Sai Anirudh Athaluri,

Published on: 2022-12-28

Abstract

Aim: This study aims to study the role of inflammation as a key contributor to the pathophysiology of PMS, which is still undefined to this day; by studying serum levels of inflammatory markers in women with Premenstrual syndrome (PMS) symptoms and women without PMS symptoms at a different point of their menstrual cycle. This study also sheds light on the significance of correlates such as BMI, onset age of menarche, type of lifestyle etc on the severity of PMS symptoms.

Methods: 100 South Indian women chosen as per the above-mentioned subject inclusion criteria were made to fill out a questionnaire with questions regarding common symptoms of PMS and whether they have experienced those symptoms in the late-luteal phase or not. Women who answered yes to most questions were asked to grade the severity of said symptoms as mild, moderate and severe. Their clinical correlates such as height and weight were measured to calculate BMI. Other factors such as age at menarche, current pulse, blood pressure and type of lifestyle (active, slightly active or sedentary) were also noted. In the last 7-10 days of their menstrual cycle, their samples were collected for analysis of their ESR, TLC and C reactive protein levels. Statistical graphical analysis of the results attained with consideration of age and other correlates was done to gauge the relevancy of the correlation of inflammatory markers in PMS diagnosis, onset, and degree of symptom severity.

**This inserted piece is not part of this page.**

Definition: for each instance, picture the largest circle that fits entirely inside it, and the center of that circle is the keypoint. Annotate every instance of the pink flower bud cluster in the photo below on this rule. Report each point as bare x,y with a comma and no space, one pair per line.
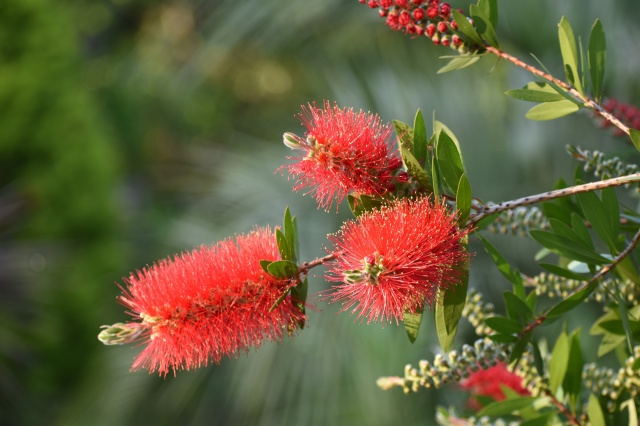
431,18
628,114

Results: There was a significant rise of inflammatory marker levels i.e., ESR (Z= -8.651 at p <0.001), TLC (Z= -6.614, p <0.001) and CRP (Z= -7.743, p <0.001) in PMS subjects over women in the control group, when analyses were done using the Wilcoxon signed ranks test. However, the inflammatory markers studied did not seem to affect symptom severity as the relationship between the degree of severity of symptoms and inflammatory marker levels were not statistically significant. But the correlates BMI (W = 896.500, p = 0.019) and onset age of menarche (W = 984.500, p = 0.030) significantly seemed to influence PMS symptom severity when statistical significance was assessed via Wilcoxon-Mann-Whitney U Test, with the median BMI (Kg/m2) and mean onset age of menarche being highest in the severe category of the degree of PMS symptoms experienced.

Conclusions: There is a role played by inflammation in causing PMS or its symptoms (owing to the rise of levels of inflammatory markers such as ESR, TLS and CRP in PMS) but the inflammatory markers studied did not seem to affect symptom severity. However, the correlation between BMI and the onset age of menarche seemed to influence PMS symptom severity. While the type of lifestyle lived by the woman did not directly influence symptom severity, it was found to have a significant influence on BMI and onset age of menarche; thus, indirectly influencing PMS symptom severity. The findings of this study also pave way for further studies to shed light on the role of lectin in influencing PMS symptom severity, as well as the significance of the onset age of menarche in various other studies of female reproductive or menstrual physiology.